Видимо, книжка заинтересовала Лескова, и он, словно совсем забыв про мое существование, стал пробегать странички немецкого романа.

— Да, занимательно! Очень занимательно, — промолвил Лесков, отрываясь от книжки. — Оставьте-ка мне эту книжечку в залог: дней через пять Авсеенко вас пришлет ко мне с гонораром. Ведь с рассыльным я денег не приму, — стал объяснять Лесков. — Рассыльного подкупить ничего не стоит: он скажет злым людям, что носил мне гонорар; те сейчас догадаются, что я у Авсеенки пишу, подкупят метранпажа, добудут через него мой оригинал, и тогда опять из всех подворотней заулюлюкают. А студент все-таки немножко ненадежнее. А как, кстати, ваша фамилия?

Я назвал себя, и Лесков, успокоенный моим заморским именем, зачем-то записал его в книжечку.

— Верно, с синодалами не водитесь?

Я откровенно признался, что предпочитаю балетный мир синодальному, что уже совсем успокоило мнительного писателя.

— Так приходите с денежками, а теперь торопитесь к Авсеенке; он, конечно, сидит и ждет вас; понимает же он, что такую доверительную вещь нельзя секретарю передать.

Однако в редакции никого уже не оказалось, и мне пришлось самому идти в наборную с заветным конвертом. Не успел я войти, как метранпаж, Василий Васильевич, закричал мне:

— Это, верно, корректура от Лескова. Давайте скорей: его вавилоны целый год править надо! — И совсем непочтительно разорвал драгоценный конверт, заставив меня лишний раз убедиться в тщете всех человеческих усилий.

* * *

Дней через пять я получил приказание отнести Лескову из конторы 80 рублей: по тем временам гонорар редкий. Лесков, видимо, меня поджидал, предложил раздеться, аккуратно пересчитал деньги, спрятал их в какую-то причудливую коробку и угостил кроме фиников еще каким-то сладким вином достаточно противного вкуса.

— Прочитал я это самое Sinngedicht, — заговорил он, возвращая мне книжку. — Написано хорошо, занимательно, да самый сюжет мне не по душе. Келлер доказывает благодетельную силу любви в духе лессинговского стиха, что стоит только любящими устами поцеловать белую лилию, и она станет красной. Это совсем в рыцарском духе и больше по части Болеслава Маркевича или вашего Авсеенки, чем правдивого писателя. Я сам, сколько к жизни ни присматривался, все больше видал разрушающую силу любви, и встречавшиеся мне розы от любви не расцветали, а совсем гибли и замерзали.

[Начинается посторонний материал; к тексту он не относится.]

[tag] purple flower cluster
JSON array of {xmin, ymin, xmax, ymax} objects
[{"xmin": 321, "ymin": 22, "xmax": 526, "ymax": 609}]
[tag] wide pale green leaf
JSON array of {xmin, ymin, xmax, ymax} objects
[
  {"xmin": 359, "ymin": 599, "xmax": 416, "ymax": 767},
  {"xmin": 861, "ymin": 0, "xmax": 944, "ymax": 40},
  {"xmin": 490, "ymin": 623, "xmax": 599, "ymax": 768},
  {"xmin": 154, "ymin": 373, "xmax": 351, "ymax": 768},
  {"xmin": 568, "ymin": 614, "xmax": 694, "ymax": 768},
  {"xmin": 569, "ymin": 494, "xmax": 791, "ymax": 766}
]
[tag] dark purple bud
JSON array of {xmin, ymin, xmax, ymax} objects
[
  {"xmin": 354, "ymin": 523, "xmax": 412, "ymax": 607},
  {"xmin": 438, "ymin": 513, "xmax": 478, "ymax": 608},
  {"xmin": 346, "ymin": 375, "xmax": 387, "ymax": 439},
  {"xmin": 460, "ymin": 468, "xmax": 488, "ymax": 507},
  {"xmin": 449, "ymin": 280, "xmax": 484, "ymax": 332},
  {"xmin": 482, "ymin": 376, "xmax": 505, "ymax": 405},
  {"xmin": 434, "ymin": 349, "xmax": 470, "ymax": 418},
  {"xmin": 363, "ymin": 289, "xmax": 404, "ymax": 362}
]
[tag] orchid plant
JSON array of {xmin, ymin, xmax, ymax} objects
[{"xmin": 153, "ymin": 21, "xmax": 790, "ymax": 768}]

Я сейчас же припомнил Маню Норк из его «Островитян», и Лескову это напоминание, видимо, пришлось по душе.

— Да, да, и Маня Норк, и Лиза Бахарева, и даже сама искушенная летами и столичной практикой Воительница. Все они у меня от любви одно только горе познали, — проговорил он с каким-то печальным раздумьем. — И так глядят на любовь не одни мои только глаза, это не мой собственный дальтонизм. И Лиза Калитина и Анна Каренина тоже от любви не особенно что-то расцвели. А вон швейцарец-то какие райские узоры разрисовал, и ведь не из головы выдумал, а сам все это наблюдал да видел. Такова уж, верно, наша русская незадача: не умеем мы из житейского сада золотые яблочки срывать и там, где иностранец наслаждается красными лилиями, собственными руками разводим себе же на муку терн да шиповник. Да вот поживете, так сами, юноша, на своих боках это узнаете, — ласково прибавил Лесков и пошел, едва перебирая ногами, к дивану: видимо, разговор его утомлял, и я поспешил удалиться, а приблизительно через месяц прочел в газетах о смерти Лескова.